もうひとつ注意点がある。完全停止する前に、必ずクラッチを切ること。トランスミッション保護のためだ。信号待ちで周囲のドライバーの反応を眺めていると、この光景がどれほど非現実的かを実感する。火曜日の昼間、ありふれたクルマに囲まれて、1000万ユーロ(約18億5千万円)以上の価値を持つ「メルセデスCLK GTR(しかもダークブルー・メタリックの唯一の個体)」が信号待ちをしているのだ。クルマ好きとして、ここにもう一人自分がいればと思わずにはいられない瞬間である。

信号が青に変わり、クラッチを踏み、右のパドルを引き、穏やかに走り出す。高速道路へ合流し、初めて少しアクセルを踏み込む機会が訪れる。ここで初めて、アクセルペダルのストロークが異様に長いことに気付く。そう思った次の瞬間、巨大なV12が回転を上げ、圧倒的な力で前へと押し出す。エンジンは回してこそ本領を発揮する。少なくとも664馬力、786Nmという数値は、全長4.86mの「CLK GTR」を軽々と加速させる。ローラ(Lola)と共同開発されたCFRPモノコックのおかげで、車重はわずか1440kgしかない。
高速道路には速度制限がある。残念だ。ヤヌシュ氏によれば「CLK GTR」は高速域でこそ真価を発揮するという。その方が、周囲のドライバーが驚いて予測不能な動きをしないという利点もある。とはいえ、停止時には重かったステアリングが、速度の上昇とともに次第にダイレクトになっていくのがはっきりと分かる。
CLK GTRはリフトシステムを備える
シャシーは基本的にレースカーと同一だ。前後ともダブルウイッシュボーン式サスペンションを採用し、コンプレッションとリバウンドを独立調整できるダンパーが組み合わされる。セットアップは非常に硬いが、クルマの性格には合致している。さらにCLK GTRにはもうひとつの切り札がある。油圧式リフトシステムだ。レースではタイヤ交換用として使われ、公道仕様では、停車時にタイヤにフラットスポットができるのを防ぐ目的などで用いられる。
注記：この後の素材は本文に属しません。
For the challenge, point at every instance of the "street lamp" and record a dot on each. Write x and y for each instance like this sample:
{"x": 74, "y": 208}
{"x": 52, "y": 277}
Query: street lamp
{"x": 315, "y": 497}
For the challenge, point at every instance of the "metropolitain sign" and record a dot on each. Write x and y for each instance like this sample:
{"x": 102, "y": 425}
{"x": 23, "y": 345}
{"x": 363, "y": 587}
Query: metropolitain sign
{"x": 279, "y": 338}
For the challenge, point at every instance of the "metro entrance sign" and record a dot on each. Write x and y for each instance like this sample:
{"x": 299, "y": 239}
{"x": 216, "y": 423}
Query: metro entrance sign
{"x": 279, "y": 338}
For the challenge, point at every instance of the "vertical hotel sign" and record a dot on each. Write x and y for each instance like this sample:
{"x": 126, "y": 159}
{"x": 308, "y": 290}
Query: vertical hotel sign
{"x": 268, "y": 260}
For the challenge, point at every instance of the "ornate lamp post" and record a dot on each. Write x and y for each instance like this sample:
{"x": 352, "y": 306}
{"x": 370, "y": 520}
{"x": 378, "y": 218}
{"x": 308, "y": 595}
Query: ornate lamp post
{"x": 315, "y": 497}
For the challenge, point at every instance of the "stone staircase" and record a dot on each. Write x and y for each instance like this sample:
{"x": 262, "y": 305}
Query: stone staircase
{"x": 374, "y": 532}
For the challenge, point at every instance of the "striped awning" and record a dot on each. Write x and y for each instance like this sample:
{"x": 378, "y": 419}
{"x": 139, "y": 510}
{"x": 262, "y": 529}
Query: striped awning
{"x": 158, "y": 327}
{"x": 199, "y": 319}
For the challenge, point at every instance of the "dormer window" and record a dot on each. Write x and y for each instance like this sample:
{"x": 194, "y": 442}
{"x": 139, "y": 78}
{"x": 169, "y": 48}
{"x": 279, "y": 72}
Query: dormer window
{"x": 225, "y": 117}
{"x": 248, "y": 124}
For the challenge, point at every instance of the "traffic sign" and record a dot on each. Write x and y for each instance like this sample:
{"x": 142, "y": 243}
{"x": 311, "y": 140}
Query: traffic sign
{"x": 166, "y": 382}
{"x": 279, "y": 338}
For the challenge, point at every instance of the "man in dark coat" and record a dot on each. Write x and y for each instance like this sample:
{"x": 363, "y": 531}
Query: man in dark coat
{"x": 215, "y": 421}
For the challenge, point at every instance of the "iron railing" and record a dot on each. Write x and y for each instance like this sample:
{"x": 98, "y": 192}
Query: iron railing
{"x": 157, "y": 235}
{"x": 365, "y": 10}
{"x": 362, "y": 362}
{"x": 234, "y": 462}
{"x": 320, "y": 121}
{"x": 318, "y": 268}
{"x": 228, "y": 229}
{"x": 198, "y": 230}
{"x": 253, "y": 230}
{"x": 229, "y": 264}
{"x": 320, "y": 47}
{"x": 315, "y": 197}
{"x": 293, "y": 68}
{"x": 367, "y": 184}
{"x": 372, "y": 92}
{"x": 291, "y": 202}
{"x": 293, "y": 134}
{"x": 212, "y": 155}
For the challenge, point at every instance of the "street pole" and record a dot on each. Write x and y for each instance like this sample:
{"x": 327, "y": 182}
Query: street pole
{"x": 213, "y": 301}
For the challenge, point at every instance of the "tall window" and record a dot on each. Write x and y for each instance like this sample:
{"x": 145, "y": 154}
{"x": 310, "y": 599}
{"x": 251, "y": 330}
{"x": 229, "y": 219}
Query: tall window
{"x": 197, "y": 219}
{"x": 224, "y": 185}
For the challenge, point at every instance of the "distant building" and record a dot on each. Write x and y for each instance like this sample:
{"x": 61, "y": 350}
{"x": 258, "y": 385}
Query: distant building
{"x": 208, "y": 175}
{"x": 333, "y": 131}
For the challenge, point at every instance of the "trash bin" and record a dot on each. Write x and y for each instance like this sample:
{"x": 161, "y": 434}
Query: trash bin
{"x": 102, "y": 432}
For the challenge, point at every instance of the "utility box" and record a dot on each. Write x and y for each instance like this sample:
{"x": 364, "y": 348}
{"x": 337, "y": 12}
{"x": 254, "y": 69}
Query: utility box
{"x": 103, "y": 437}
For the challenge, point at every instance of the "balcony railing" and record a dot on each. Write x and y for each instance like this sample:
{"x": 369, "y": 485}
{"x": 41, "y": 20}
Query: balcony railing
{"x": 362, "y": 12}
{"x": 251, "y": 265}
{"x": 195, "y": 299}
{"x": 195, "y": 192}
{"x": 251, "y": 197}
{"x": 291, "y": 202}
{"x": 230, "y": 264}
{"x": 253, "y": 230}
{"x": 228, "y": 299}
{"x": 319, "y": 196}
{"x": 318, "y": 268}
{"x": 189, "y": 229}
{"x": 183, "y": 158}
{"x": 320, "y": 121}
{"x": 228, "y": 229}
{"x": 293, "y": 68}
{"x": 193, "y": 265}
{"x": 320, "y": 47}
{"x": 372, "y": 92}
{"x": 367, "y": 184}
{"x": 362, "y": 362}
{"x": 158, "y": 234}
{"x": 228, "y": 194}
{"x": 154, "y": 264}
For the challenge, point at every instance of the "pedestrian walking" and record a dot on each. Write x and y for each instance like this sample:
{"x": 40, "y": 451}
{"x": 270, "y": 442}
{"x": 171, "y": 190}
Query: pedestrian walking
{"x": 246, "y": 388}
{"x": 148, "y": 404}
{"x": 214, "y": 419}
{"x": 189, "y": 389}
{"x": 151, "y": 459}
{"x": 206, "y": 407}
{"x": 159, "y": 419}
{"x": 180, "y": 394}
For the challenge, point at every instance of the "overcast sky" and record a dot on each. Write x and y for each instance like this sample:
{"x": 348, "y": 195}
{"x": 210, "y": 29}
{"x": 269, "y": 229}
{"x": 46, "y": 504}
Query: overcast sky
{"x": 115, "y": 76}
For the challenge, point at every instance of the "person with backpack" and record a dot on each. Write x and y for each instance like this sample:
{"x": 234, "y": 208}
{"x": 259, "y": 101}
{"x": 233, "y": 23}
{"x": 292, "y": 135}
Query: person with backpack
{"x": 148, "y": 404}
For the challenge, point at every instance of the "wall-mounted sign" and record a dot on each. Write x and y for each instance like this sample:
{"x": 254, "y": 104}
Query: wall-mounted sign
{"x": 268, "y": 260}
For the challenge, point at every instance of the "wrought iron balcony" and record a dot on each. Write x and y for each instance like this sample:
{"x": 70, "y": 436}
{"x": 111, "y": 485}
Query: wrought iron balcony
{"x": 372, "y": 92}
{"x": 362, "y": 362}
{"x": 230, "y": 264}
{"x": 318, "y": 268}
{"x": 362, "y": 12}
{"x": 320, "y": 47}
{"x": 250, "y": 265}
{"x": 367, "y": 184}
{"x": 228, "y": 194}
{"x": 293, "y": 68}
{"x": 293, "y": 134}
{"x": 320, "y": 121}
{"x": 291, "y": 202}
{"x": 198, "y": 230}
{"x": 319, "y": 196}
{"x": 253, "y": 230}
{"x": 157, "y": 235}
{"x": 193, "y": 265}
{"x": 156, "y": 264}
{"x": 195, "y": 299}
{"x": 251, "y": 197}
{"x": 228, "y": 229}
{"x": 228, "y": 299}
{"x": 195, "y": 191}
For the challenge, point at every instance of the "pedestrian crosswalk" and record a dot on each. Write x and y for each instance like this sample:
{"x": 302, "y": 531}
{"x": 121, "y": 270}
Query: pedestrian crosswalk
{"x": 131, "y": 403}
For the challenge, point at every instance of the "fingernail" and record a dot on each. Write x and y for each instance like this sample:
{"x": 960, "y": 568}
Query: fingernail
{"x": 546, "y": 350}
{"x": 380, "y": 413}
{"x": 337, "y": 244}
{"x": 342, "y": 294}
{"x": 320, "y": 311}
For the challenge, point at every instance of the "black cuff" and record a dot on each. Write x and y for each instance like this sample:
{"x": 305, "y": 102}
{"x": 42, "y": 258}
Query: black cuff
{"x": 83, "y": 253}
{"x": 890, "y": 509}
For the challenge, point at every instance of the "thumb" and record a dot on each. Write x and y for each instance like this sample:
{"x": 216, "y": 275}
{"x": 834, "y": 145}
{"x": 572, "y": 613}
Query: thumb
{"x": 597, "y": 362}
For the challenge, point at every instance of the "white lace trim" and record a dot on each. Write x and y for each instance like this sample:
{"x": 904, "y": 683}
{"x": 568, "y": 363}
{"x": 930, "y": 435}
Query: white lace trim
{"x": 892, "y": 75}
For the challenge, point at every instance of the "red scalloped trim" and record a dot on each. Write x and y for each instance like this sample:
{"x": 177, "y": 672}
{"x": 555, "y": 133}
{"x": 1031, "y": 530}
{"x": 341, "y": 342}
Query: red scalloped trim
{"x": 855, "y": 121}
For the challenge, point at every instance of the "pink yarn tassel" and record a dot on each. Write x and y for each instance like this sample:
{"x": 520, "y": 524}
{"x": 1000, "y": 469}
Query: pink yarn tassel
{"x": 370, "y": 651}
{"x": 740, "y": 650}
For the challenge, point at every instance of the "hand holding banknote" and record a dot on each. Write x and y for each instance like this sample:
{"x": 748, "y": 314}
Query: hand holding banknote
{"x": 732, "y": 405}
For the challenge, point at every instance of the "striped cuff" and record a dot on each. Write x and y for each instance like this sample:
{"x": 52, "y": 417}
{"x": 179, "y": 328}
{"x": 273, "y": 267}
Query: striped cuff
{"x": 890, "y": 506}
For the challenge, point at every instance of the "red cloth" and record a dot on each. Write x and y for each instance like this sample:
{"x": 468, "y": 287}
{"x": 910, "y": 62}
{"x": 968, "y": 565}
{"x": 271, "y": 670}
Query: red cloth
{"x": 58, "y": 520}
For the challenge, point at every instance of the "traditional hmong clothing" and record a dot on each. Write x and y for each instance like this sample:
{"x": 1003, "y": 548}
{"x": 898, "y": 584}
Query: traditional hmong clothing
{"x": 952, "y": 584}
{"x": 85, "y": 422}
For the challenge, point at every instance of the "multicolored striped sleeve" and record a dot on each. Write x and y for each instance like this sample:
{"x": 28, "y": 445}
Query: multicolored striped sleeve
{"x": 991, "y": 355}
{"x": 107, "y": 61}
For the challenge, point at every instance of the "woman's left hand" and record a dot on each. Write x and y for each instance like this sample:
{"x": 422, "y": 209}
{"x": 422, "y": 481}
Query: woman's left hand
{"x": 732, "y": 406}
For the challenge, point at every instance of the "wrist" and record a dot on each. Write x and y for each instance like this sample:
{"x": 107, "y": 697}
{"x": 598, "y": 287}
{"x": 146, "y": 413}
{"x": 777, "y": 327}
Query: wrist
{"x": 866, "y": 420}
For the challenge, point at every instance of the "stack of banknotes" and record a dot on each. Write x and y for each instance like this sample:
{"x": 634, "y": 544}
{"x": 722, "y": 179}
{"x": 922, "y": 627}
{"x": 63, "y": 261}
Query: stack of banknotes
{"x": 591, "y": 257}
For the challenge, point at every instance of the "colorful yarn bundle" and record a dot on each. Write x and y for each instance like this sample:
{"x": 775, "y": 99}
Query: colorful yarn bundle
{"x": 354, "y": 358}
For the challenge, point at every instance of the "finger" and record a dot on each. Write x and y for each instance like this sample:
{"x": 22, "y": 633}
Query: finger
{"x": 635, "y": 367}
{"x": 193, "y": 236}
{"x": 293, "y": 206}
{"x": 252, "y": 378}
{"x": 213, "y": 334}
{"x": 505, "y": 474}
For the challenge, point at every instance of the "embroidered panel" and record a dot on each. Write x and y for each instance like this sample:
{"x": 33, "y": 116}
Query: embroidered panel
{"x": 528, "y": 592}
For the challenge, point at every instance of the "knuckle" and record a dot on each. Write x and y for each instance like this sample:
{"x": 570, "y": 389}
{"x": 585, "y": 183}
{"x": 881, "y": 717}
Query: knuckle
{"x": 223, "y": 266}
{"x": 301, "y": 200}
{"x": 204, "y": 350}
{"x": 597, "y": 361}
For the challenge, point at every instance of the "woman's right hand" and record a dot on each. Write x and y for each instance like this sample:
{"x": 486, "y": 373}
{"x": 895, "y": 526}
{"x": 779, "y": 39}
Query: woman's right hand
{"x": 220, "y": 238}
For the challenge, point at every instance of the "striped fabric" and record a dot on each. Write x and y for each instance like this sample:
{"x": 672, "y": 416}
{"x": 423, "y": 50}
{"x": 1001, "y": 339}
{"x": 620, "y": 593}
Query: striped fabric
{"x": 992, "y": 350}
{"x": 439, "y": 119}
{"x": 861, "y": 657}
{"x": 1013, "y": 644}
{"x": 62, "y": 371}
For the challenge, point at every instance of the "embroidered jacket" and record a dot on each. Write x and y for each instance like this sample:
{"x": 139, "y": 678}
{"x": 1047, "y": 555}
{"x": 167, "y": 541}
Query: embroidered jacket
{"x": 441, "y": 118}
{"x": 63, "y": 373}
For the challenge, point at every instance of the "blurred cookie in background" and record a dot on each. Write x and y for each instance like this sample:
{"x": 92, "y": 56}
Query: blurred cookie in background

緊張がほぐれ、ようやく体験そのものに集中できるようになる。メルセデスらしいエアバッグカバー付きのスエード製ステアリングを握り、フェンダー上に取り付けられたドアミラーを視界の端に捉え、正面にはスリーポインテッドスターが見える。その瞬間、15歳のヤン ガッツェ(Jan Götze)が、パソコンの前でこのクルマの写真を食い入るように見ていた記憶がよみがえる。そして今、まさにそのクルマに自分が座っている。この瞬間は、誰にも奪うことのできないものだ。
走行距離は500kmにも満たない
撮影を終え、「CLK GTR」を無傷のまま返却する。コクピットから体を引き剥がす前に、少しの間その場に留まり、すべての印象を心に刻もうとする。そこで目に入ったのがオドメーターだ。表示は492km。つまり今日だけで、総走行距離の1割以上(46km)を走ったことになる。小さなドアを閉め、特徴的な4灯フェイスを持つフロントを見つめ、深く息を吐く。
結論:
正直なところ、公道走行可能なレーシングカーは運転が苦痛だろうと思っていた。しかし厳密に言えば、「CLK GTR」は驚くほど運転しやすい車だ——少なくとも、市街地をノロノロ走らない限りにおいては。
「メルセデスCLK GTRは、まさに人生で一度は体験すべきクルマだ」私はこの意見を変えない。
このドライブは、長年の夢を現実のものにしてくれた。メカトロニック(Mechatronik)には、この比類なき体験に心から感謝したい。